Replacing atlases aside, it does this:

  • You can assign screen density bucket (like HDPI) in the editor to directly preview how your UI will look on a device belonging to that density
  • When you change that option, the component checks the screen resolution and, if necessary, drops the DPI bucket selection down until it fits the guidelines: it's important to remember that, for example, even if a device belongs to XXHDPI (480DPI) density, unless it has a screen bigger than 960 pixels, it absolutely can not fit enough content on the screen and should be forced to use a lower bucket
  • After the check is passed, the component updates the multiplier (1x for MDPI, 3x for XXHDPI, 2x for XHDPI and so on) in the static class that returns adjusted height for UIRoot

With this slight change, Adjust by DPI UIRoot mode is perfectly usable! Well, ahem, for Editor work, that is. I still need to ensure that builds will automatically force a proper density depending on device. NGUIMath.AdjustByDPI fetches the DPI, but I wonder if any improvements are possible there - for example, maybe it's possible to ask an Android device it's real density bucket directly, in a way native apps do that.

P.S.: Looks like there is one issue: There is no way to tell the true type labels to rasterize at true resolution instead of virtual resolution, so they stay blurred no matter how high you are going. Not sure how to counteract this yet.

44
NGUI 3 Support / Re: Interaction of UI root resolution vs game resolution
« on: October 25, 2014, 03:40:12 PM »
Great to hear that!

As about the mode, I'm not really sure what benefit will Constrained mode give. I'm not actually planning to run 4k resolution in a 1280x720 viewport, just researching the options.

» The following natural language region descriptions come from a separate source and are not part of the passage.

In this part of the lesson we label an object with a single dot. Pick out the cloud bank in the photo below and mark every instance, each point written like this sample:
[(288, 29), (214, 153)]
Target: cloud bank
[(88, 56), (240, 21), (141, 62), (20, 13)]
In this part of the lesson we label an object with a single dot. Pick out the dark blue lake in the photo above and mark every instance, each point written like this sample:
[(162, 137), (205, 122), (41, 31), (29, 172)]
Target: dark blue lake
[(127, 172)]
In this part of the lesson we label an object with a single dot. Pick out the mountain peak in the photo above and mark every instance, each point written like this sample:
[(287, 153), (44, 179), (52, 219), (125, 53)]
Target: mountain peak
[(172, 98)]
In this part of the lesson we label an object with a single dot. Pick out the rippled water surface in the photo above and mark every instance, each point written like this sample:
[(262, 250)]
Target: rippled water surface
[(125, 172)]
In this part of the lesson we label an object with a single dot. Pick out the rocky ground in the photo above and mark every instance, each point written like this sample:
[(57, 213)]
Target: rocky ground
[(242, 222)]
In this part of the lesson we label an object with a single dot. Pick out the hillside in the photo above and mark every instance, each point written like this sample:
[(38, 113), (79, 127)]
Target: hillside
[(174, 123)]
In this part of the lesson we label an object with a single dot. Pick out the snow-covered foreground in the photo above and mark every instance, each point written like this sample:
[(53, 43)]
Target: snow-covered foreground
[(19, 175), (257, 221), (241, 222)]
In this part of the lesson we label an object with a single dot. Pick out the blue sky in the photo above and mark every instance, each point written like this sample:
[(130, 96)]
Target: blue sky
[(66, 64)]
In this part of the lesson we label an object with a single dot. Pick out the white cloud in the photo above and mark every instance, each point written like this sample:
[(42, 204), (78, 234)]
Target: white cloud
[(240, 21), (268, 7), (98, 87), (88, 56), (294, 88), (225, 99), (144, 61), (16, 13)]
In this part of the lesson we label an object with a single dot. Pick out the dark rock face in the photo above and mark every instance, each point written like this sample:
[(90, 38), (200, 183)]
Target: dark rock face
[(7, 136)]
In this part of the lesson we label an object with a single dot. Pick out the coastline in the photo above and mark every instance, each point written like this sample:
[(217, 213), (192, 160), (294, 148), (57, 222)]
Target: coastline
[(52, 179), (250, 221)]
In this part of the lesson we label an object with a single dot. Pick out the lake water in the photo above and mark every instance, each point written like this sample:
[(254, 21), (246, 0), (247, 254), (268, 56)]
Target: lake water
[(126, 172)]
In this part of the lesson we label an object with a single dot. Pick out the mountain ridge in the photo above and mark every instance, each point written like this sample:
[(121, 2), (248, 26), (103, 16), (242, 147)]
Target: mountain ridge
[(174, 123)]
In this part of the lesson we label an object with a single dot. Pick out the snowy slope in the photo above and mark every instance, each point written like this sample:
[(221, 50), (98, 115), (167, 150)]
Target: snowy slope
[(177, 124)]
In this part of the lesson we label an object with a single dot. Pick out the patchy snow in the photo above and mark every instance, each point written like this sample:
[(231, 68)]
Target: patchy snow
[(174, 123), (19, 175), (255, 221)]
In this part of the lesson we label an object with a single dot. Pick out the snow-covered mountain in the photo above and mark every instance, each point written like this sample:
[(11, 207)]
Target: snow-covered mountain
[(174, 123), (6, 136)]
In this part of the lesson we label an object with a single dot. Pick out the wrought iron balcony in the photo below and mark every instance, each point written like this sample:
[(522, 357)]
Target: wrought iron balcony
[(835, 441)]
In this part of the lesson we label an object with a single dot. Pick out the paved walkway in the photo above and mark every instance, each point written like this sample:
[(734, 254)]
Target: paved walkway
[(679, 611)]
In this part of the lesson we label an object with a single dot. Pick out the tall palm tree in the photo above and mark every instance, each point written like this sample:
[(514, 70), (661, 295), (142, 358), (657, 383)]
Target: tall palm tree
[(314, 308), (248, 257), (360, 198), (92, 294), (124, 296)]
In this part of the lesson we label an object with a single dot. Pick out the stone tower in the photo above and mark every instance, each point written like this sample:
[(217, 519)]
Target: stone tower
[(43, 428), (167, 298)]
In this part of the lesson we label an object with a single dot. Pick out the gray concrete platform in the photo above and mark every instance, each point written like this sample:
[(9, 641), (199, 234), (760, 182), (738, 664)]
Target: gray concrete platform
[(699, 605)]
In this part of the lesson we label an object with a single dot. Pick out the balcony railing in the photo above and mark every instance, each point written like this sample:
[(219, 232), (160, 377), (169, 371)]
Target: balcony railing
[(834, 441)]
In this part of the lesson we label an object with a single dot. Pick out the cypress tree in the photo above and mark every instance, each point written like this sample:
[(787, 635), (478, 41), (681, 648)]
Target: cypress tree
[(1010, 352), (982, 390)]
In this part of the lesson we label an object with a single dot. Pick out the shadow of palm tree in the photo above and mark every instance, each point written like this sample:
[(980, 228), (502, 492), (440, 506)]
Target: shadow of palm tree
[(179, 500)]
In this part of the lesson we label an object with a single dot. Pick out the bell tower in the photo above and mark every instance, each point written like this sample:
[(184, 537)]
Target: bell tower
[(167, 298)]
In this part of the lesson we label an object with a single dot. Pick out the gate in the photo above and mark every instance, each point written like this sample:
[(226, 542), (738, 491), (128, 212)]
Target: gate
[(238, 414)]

Ideally, I want to replicate what native UIs are doing: they are absolutely pixel perfect on the whole range of pixel densities and resolutions. They do that by never using true pixels as a scale of anything: instead, they have floating units (like DP) that are incremented depending on screen density of a device, and for raster elements, they swap the atlases to ones rasterized at the resolution of the currently selected multiplier. This allows you to have pixel perfect UI both on a 640x1136 iPhone screen, on a gigantic ultra-dense Samsung phablet and on an old low-res Android phone - just by virtue of values like "8dp" translating into different (nicely proportional) pixel values on different devices - 3x on one, 1x on another. If I were to do that, it makes sense to use pixel perfect NGUI mode with trickery of atlas switching and widget rescaling stacked on top. Will require some work, but I think it's feasible and would really improve how UI situation in Unity in comparison to native apps. Not sure if experimental DPI scaling option does what I need for that, but will check that out too.

The whole situation of UI resolution ending up bigger than rendering resolution mostly happens in the editor where you are forced to work with limiting viewports.

45
NGUI 3 Support / Re: Interaction of UI root resolution vs game resolution
« on: October 25, 2014, 03:06:45 PM »
Ignoring pixel perfect snapping and the difference in widget sizes - let's assume that everything is done through anchors with no pixel-based offsets, that makes it identical no matter the resolution. Still, is there any performance influence hit I might be overlooking?